The main goals of the Dietary Assessment and Epidemiology Research Program are directed to better define the dietary patterns and nutritional status of elderly groups; explain how socio-cultural factors affect the health and nutritional situation of elders; and examine the relation between dietary behavior and health. Recent emphases have been on Hispanic elders, and on the importance of nutrition to bone mineral density and to cognitive function.
Our current research focuses on micronutrient intakes and dietary patterns in relation to bone loss and fracture risk with aging; the importance of B-vitamins and fatty acid intakes to cognitive function and mood; the identification of subgroups of older adults in the United States with inadequate dietary intakes, and the extent to which inadequate intakes are associated with poor nutritional status; the relationship between dietary patterns and heart disease risk factors, including obesity, among older adults; the role of genetic polymorphisms in interaction with dietary intake on risk of heart disease, cognitive function and bone status; and the investigation of whether cumulative environmental stress is modified by nutritional factors to affect risk of obesity, diabetes, depression, cognitive decline, physical disability and bone health in the Puerto Rican population living in Massachusetts.
The program currently includes the Boston Puerto Rican Center on Population Health and Health Disparities and is conducting a longitudinal study of the effects of diet, stress and genetics on the development of chronic health conditions.
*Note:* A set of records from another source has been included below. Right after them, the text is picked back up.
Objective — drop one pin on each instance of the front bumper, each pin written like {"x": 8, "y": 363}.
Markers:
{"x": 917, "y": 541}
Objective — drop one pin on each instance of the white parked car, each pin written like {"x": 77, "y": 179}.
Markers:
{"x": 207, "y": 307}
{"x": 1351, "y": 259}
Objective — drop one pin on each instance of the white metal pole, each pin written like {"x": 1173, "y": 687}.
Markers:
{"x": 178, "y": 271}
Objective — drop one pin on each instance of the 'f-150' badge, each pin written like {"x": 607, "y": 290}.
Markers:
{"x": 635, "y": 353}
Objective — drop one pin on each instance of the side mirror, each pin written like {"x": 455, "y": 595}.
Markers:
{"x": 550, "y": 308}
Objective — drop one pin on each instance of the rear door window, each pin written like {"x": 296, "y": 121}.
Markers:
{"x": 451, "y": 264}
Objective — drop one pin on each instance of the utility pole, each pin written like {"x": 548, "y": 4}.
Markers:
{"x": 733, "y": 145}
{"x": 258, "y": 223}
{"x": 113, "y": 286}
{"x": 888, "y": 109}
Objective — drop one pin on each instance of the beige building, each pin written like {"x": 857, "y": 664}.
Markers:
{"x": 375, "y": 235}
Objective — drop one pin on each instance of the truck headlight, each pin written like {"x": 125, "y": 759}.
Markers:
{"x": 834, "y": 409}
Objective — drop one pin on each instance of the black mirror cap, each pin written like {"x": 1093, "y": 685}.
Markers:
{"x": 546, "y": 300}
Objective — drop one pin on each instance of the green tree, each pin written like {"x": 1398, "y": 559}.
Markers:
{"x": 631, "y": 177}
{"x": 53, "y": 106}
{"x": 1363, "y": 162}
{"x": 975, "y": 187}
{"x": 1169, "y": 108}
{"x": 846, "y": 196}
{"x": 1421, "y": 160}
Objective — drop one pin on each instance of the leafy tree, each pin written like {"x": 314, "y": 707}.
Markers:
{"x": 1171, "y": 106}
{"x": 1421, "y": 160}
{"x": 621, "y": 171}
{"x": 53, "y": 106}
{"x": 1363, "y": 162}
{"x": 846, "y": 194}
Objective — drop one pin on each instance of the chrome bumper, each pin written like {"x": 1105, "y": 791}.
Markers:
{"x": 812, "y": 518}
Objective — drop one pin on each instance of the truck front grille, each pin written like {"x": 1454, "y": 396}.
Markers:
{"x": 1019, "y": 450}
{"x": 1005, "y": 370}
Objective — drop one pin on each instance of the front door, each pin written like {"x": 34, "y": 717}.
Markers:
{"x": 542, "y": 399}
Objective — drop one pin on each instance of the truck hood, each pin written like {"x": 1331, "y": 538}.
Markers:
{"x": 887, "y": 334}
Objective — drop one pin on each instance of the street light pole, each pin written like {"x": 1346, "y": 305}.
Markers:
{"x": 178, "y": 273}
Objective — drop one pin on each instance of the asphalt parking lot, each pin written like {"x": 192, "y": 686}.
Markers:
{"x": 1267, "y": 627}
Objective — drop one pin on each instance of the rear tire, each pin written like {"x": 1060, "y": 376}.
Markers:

Collaborations with several other studies on aging, including the Framingham Heart Study cohorts, the Normative Aging Study, the Jackson Heart Study, and the Baltimore Longitudinal Study on Aging, are ongoing. In addition, we work internationally in Panama, Ecuador and with CeSSIAM in Guatemala.
The Dietary Assessment and Epidemiology Research Program collaborates extensively with other HNRCA laboratories, assisting with dietary assessment collection, analysis and interpretation.
The facility is equipped to collect and process dietary records, 24-hour dietary recalls and food frequency questionnaires; to conduct statistical analyses to describe the food and nutrient intake of groups; and to link dietary and nutritional data to health outcomes. A license with the Nutrition Coordinating Center (NCC) for the Minnesota Nutrient Data System (NDS) includes state of the art software for data entry and calculation of intakes for 93 nutrients. This software is used to collect dietary data via telephone or in-person 24-hour recalls. This system uses a multiple-pass approach with prompts displayed throughout the interview to assist in data collection and review. We also work with the USDA national survey database program, which allows flexibility for additional foods and nutrients for specialized projects. We analyze national survey data from both the USDA Continuing Survey of Food Intake for Individuals (CSFII) and from the National Health and Nutrition Examination Surveys (NHANES), using appropriate statistical software to adjust sampling weights and variances. We have an OpScan 5 Scanner, optical mark reader (OMR) from National Computer Systems, Inc. (NCS). The scanner has an information dual-side, reflective read head for faster two-sided document scanning, and is set up for automated processing of food frequency questionnaires. Using NCS scannable forms, data are quickly and accurately scanned and then linked to our nutrient database for processing to nutrient information.